This invention relates to industrial gas turbine technology and specifically, to a floating tip shroud configuration for a compressor stator.
Severe loading of cantilevered stator blades, caused by off-design operation, may result in incident angles and pressure gradients that cause damaging, unsteady aerodynamic forces. These aerodynamic forces have led, under certain conditions, to stator blade failure. In particular, the flow around a stator blade tip, from pressure to suction side, has been shown to create forces of sufficient magnitude and frequency to lead to failure of the blade.

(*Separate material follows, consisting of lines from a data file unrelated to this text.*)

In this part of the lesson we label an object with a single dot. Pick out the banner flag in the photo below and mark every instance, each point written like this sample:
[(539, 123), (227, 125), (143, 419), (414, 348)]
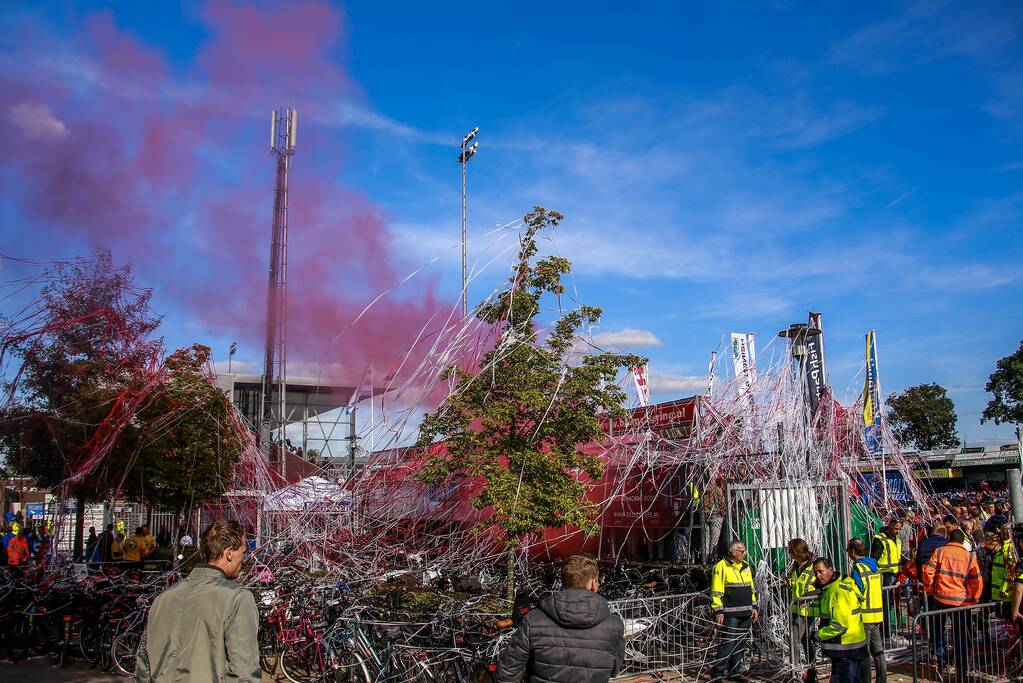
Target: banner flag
[(744, 360), (872, 398), (642, 385), (816, 373), (710, 373)]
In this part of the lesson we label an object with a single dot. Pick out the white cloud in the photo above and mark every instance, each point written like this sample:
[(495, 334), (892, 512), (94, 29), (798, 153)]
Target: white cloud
[(675, 383), (627, 338), (37, 122), (347, 114), (242, 367)]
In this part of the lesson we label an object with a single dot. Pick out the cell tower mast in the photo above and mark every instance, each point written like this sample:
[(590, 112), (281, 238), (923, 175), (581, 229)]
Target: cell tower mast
[(283, 125)]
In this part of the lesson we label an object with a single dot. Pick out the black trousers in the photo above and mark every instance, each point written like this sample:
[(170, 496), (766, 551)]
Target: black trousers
[(731, 646)]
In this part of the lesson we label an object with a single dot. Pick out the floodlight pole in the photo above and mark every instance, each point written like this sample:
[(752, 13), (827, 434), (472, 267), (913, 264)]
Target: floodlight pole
[(463, 156)]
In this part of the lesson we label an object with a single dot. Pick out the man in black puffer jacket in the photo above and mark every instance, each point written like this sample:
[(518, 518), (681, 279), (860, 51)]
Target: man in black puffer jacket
[(572, 637)]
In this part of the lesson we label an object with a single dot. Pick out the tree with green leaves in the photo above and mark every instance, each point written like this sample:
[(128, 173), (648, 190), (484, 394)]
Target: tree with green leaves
[(924, 416), (188, 447), (1006, 388), (92, 343), (513, 427), (91, 351)]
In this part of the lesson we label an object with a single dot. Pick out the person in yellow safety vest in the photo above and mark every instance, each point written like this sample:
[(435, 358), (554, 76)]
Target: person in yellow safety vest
[(734, 601), (805, 599), (148, 543), (865, 576), (841, 634), (1004, 567), (133, 548), (887, 549)]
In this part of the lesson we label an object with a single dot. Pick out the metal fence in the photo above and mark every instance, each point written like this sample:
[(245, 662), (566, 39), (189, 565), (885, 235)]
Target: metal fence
[(964, 643), (669, 632)]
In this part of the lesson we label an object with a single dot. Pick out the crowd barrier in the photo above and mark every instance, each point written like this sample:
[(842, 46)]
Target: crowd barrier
[(972, 642), (902, 605)]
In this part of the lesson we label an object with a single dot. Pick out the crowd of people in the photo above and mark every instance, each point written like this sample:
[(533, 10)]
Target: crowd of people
[(966, 557), (114, 546)]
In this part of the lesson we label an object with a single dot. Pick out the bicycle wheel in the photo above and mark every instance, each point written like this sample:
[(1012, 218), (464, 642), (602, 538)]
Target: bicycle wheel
[(269, 650), (302, 662), (17, 639), (124, 650), (481, 673), (349, 667), (90, 640)]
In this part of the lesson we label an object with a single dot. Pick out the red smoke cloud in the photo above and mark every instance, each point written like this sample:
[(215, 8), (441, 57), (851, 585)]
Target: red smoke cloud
[(165, 163)]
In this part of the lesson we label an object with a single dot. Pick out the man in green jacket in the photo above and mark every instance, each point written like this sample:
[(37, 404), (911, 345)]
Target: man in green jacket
[(206, 627)]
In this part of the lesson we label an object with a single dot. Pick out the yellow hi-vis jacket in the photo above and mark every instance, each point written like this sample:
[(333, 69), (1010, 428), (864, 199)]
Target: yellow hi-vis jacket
[(891, 553), (841, 624), (731, 588), (1002, 573), (804, 587), (872, 609)]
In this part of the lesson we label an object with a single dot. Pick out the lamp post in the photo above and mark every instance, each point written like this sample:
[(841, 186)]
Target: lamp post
[(464, 154)]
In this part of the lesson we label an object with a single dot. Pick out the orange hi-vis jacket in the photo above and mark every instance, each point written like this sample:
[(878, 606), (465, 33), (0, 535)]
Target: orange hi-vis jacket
[(952, 576)]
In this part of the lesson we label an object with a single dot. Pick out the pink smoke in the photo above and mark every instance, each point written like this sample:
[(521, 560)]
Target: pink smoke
[(165, 163)]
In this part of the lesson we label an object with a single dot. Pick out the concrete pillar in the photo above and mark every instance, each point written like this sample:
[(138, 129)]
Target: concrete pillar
[(1015, 493)]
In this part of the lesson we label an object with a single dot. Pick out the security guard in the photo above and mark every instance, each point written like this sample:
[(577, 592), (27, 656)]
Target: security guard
[(1003, 571), (805, 598), (841, 634), (865, 576), (734, 601), (887, 549)]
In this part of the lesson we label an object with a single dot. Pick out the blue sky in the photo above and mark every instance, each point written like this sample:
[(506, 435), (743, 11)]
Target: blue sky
[(721, 169)]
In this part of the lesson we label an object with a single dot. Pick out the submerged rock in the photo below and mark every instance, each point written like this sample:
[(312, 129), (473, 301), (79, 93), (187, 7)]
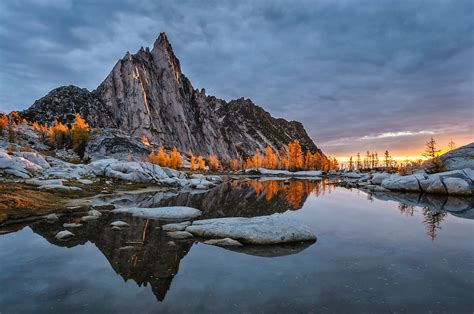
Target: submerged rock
[(94, 212), (71, 225), (59, 187), (459, 158), (403, 183), (52, 217), (89, 218), (119, 224), (223, 242), (17, 166), (39, 182), (176, 227), (457, 186), (170, 212), (257, 230), (456, 182), (179, 235), (64, 235)]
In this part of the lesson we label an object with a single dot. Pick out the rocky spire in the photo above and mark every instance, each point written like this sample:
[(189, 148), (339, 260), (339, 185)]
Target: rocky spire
[(146, 94), (164, 56)]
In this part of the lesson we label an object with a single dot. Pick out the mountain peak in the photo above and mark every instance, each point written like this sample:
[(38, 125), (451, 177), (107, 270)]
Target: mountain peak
[(163, 49)]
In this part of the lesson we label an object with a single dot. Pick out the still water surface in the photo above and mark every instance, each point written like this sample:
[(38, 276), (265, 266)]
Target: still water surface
[(373, 255)]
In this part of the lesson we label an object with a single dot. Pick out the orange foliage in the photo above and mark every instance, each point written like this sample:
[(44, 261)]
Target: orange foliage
[(234, 165), (3, 122), (192, 161), (175, 159), (271, 159), (162, 158), (201, 163), (213, 162), (79, 134)]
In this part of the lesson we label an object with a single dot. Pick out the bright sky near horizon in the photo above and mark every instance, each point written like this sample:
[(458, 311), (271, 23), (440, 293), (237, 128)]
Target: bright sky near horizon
[(360, 75)]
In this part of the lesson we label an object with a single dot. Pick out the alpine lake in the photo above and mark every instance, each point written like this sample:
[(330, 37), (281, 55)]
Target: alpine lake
[(375, 253)]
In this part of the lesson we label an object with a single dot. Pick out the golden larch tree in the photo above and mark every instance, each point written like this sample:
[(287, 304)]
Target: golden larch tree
[(80, 134)]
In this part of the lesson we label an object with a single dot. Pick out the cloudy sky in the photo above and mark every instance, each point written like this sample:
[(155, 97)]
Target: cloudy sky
[(360, 75)]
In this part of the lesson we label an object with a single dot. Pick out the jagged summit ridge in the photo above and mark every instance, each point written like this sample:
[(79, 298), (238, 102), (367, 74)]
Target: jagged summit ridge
[(146, 94)]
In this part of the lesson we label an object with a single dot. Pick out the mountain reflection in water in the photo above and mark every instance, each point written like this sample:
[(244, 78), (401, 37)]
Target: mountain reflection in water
[(146, 255)]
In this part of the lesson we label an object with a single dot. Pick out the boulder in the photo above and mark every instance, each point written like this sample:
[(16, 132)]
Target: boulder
[(459, 158), (352, 175), (64, 235), (52, 217), (223, 242), (271, 229), (71, 225), (171, 212), (89, 218), (179, 235), (457, 186), (312, 173), (59, 187), (176, 227), (17, 166), (119, 224), (172, 173), (408, 183), (378, 177), (35, 158), (39, 182), (94, 212)]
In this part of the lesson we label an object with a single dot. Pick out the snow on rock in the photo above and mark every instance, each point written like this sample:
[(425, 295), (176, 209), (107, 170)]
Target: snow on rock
[(455, 182), (98, 167), (39, 182), (135, 171), (171, 173), (257, 230), (179, 235), (312, 173), (119, 224), (266, 171), (17, 166), (94, 212), (72, 225), (52, 217), (34, 157), (89, 218), (59, 187), (64, 235), (64, 170), (408, 183), (176, 227), (352, 175), (223, 242), (171, 212), (378, 177), (127, 170), (460, 158), (85, 181), (457, 186)]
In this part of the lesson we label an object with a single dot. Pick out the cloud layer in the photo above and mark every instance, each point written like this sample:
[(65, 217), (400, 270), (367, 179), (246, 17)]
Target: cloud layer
[(346, 69)]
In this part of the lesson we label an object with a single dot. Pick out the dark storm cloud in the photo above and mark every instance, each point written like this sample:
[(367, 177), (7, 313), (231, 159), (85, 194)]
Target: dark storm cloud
[(349, 70)]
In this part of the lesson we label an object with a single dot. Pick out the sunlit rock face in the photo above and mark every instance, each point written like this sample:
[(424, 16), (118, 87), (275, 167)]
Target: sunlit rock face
[(146, 94), (460, 158)]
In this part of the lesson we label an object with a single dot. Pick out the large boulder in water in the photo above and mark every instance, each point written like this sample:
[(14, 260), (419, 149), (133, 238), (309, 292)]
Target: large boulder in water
[(273, 229), (459, 158), (403, 183), (17, 166)]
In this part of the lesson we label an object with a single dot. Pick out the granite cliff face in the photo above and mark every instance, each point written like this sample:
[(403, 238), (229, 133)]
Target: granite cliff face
[(147, 94)]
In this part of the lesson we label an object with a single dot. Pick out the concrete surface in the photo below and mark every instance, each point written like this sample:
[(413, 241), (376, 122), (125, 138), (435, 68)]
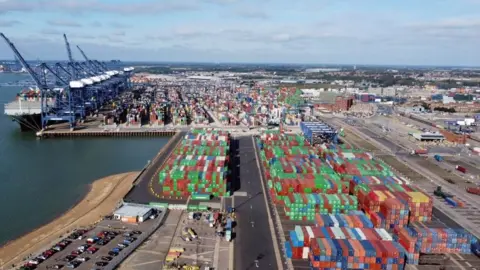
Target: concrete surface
[(253, 236), (151, 254), (141, 193), (103, 250)]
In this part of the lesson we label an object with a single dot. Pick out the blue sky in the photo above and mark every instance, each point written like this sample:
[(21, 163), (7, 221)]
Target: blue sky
[(417, 32)]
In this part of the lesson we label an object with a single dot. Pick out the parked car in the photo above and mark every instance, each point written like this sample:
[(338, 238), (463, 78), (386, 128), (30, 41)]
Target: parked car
[(73, 264), (70, 258), (92, 250), (77, 252)]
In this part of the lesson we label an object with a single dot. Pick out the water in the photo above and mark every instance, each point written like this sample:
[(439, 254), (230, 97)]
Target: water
[(41, 179)]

This problem is amplified, for example, in the last stator stages of certain heavy-duty industrial turbines, due to tip clearance effects when the cantilevered stator is positioned between two static ring segments which undergo significant temperature variations. The outer ring (or outer carrier ring) is typically fixed to the compressor outer case while the inner ring (or tip shroud) is typically secured to the compressor inner barrel. During turbine startup, the gas path and stator blade temperatures increase rapidly, closely followed by the inner ring. The outer ring has a much slower thermal response due to its size and thermal boundaries. The cantilevered stator blades are attached via the outer ring, to the outer compressor case and therefore follow the outer case radial growth. Since it is undesirable to have any flexible, cantilevered blades contact the inner ring, a large clearance between the blade tips and the inner ring is required. The startup transient defines the required clearance to prevent contact. During steady state operation, the outer ring has warmed up and pulls the stator blades away from the inner ring, thereby increasing the tip clearance. Increased tip clearance has been shown to increase the unsteady aerodynamic loading.
One prior solution has been to weld tip shrouds on the blade tips. While this does eliminate the tip clearance issue, it creates a number of new cost and manufacturing challenges. There is a continuing need, therefore, for a much simpler and less expensive solution to the above problems.